Macclesfield Forest
This visitor centre lies within Macclesfield Forest, just across the road from Trentabank Reservoir. The car park has a compacted sandstone surface, with tarmac entrance road and three parking spaces reserved for disabled people close to the toilets. There is a toilet suitable for disabled people for which a RADAR key is required (a key is available when the Rangers' Room is open). The Ranger’s room is sometimes open, with its display of local fauna and flora; at other times information can be obtained from boards and leaflets (available from dispensers).

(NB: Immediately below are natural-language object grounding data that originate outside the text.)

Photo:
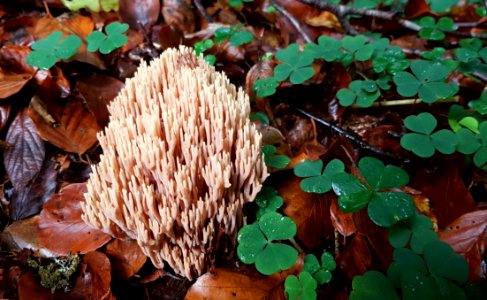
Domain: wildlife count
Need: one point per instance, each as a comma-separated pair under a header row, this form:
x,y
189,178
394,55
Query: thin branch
x,y
293,21
203,11
352,137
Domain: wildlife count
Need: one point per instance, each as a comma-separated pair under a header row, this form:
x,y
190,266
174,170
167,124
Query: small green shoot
x,y
296,65
256,243
46,52
112,39
385,208
318,180
423,142
273,160
426,81
302,288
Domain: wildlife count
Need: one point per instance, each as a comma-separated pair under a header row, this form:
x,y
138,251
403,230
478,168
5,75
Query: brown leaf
x,y
468,237
60,227
76,127
98,91
341,221
24,159
139,12
10,84
310,212
126,257
29,200
94,279
225,284
179,14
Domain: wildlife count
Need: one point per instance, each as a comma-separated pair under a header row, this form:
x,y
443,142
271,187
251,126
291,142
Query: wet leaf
x,y
23,160
76,127
126,257
60,227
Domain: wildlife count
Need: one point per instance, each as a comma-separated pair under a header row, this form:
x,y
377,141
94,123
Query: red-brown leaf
x,y
126,257
61,229
23,160
468,236
76,127
29,200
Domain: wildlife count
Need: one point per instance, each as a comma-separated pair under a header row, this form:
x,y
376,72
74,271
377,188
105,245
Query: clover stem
x,y
296,245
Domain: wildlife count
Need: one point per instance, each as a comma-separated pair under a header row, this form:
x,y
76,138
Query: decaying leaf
x,y
76,127
60,228
23,160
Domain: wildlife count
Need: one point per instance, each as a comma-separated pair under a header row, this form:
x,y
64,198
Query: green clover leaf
x,y
295,65
302,288
273,160
427,82
318,181
423,142
106,43
255,243
46,52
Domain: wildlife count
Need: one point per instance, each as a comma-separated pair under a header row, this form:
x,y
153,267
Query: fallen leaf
x,y
310,212
126,257
61,217
76,127
29,200
98,91
23,160
10,84
468,237
228,284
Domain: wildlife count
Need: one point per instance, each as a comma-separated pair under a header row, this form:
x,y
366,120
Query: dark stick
x,y
352,137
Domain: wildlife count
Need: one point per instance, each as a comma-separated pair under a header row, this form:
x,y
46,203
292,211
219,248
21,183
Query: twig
x,y
203,11
293,21
352,137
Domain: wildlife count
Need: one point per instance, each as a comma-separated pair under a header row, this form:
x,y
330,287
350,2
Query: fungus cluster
x,y
180,159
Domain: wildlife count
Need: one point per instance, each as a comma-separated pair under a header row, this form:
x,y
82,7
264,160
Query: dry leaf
x,y
60,228
76,127
23,160
468,236
126,257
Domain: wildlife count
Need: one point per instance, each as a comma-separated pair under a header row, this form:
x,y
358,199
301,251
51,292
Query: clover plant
x,y
113,39
426,81
274,160
302,287
296,65
46,52
385,208
318,180
257,243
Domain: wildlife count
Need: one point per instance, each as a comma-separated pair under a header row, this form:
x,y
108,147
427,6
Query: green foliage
x,y
267,200
316,179
274,160
113,39
435,31
256,243
363,93
46,52
57,274
385,208
266,87
441,6
296,65
426,81
320,272
93,5
423,142
302,288
373,285
392,61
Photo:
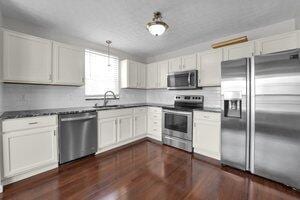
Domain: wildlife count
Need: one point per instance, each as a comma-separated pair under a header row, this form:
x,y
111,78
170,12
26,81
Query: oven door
x,y
178,124
182,80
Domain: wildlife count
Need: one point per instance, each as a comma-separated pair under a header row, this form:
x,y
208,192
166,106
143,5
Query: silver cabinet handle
x,y
78,118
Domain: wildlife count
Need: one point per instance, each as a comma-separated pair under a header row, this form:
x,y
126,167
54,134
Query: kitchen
x,y
173,112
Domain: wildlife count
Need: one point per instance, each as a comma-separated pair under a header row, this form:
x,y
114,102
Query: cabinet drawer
x,y
114,113
155,117
154,110
210,116
140,110
28,123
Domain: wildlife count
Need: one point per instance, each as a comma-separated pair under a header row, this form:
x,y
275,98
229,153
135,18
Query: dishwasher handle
x,y
77,118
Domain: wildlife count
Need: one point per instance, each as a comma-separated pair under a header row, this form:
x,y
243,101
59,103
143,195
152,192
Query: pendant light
x,y
108,42
157,26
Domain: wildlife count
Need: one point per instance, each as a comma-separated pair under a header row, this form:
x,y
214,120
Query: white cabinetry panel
x,y
26,59
24,151
107,132
68,64
209,66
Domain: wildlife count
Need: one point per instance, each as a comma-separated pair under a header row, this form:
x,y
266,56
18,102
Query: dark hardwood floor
x,y
146,171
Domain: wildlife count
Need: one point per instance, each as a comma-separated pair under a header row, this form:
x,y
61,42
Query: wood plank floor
x,y
146,171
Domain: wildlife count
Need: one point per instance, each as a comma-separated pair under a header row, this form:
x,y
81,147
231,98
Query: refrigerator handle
x,y
252,113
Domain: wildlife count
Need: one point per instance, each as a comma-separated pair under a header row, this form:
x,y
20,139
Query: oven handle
x,y
177,112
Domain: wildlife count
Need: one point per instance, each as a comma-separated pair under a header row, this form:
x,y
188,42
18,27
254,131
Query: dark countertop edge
x,y
59,111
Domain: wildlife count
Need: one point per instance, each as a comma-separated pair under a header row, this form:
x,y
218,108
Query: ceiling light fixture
x,y
108,42
157,26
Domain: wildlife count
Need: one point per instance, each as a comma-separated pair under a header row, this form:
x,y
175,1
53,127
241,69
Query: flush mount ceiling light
x,y
157,26
108,43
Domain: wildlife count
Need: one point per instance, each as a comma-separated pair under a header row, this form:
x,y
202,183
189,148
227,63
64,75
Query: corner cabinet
x,y
152,79
206,134
209,68
118,127
29,146
133,74
26,59
68,64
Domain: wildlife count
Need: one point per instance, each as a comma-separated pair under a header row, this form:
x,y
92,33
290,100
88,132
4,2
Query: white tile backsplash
x,y
25,97
211,96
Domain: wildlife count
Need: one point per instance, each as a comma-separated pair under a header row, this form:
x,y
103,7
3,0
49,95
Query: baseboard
x,y
153,140
206,159
16,178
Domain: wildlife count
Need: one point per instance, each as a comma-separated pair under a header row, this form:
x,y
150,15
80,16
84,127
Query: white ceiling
x,y
123,21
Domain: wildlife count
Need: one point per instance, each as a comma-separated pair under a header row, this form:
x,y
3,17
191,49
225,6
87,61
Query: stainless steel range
x,y
178,121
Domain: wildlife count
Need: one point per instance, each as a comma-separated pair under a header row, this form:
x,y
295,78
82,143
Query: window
x,y
99,77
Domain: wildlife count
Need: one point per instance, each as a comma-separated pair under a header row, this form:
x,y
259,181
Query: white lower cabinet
x,y
125,131
140,124
30,149
107,129
155,123
206,134
120,126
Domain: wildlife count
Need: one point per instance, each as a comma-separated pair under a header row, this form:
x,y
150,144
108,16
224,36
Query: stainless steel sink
x,y
109,106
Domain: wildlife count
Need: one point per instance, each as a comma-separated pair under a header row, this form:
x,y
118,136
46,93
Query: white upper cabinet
x,y
189,62
26,59
152,79
243,50
278,43
142,79
133,74
209,67
175,64
163,70
68,64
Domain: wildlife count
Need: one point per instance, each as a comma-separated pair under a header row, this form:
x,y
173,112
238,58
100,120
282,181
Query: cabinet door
x,y
26,59
207,138
27,150
133,74
68,64
244,50
152,80
189,62
278,43
125,128
140,124
163,70
175,64
107,132
141,75
210,68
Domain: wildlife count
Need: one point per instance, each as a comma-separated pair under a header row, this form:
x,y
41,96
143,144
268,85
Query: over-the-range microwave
x,y
183,80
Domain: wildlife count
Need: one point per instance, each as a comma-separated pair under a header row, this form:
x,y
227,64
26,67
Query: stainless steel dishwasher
x,y
77,135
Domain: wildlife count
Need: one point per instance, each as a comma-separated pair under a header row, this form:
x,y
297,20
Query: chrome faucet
x,y
105,98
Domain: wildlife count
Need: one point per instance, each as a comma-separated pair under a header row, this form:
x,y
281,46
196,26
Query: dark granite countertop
x,y
60,111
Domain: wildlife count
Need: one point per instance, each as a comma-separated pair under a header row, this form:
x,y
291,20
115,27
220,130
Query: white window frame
x,y
101,96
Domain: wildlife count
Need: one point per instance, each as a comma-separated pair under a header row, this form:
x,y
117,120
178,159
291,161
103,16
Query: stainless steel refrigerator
x,y
261,116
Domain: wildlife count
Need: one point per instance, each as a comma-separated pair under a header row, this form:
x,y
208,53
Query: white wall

There is a pleasant grassy picnic area behind the building, with a number of picnic tables, one of which is wheelchair-accessible via the compacted limestone path. Also available at the back of the visitor's centre is the Nice Nosh refreshment stall (pictured here), serving excellent hot and cold snacks - this is well worth a visit, as John serves food with the Peak Cuisine mark, most of which supports Fair Trade.
Macclesfield Forest is a scenic blend of coniferous forest, lakes and moorland with extensive variety of wildlife, including a heronry. The forest is a workplace which produces timber, and the Ridgegate and Trentabank reservoirs are a source of drinking water. Access in the forest is by public footpath, or concessionary paths and bridlepaths. Macclesfield Forest was once the centre of a Royal Forest created by the Norman conquerors for the purpose of hunting game such as deer, wild boar and wolves. This particular forest stretched from the modern Disley down to the River Dane, and was the preserve of the Earls of Chester. This has always been an isolated and sparsely populated area, and it still is.
Both the Ridgegate and Trentabank reservoirs are home to many wildfowl. At different seasons you may see tufted duck, goldeneye, pochard, teal, little grebe, great crested grebe, and coot. Trentabank is also home to a large heronry – the larch trees at the eastern shore are the nesting sites.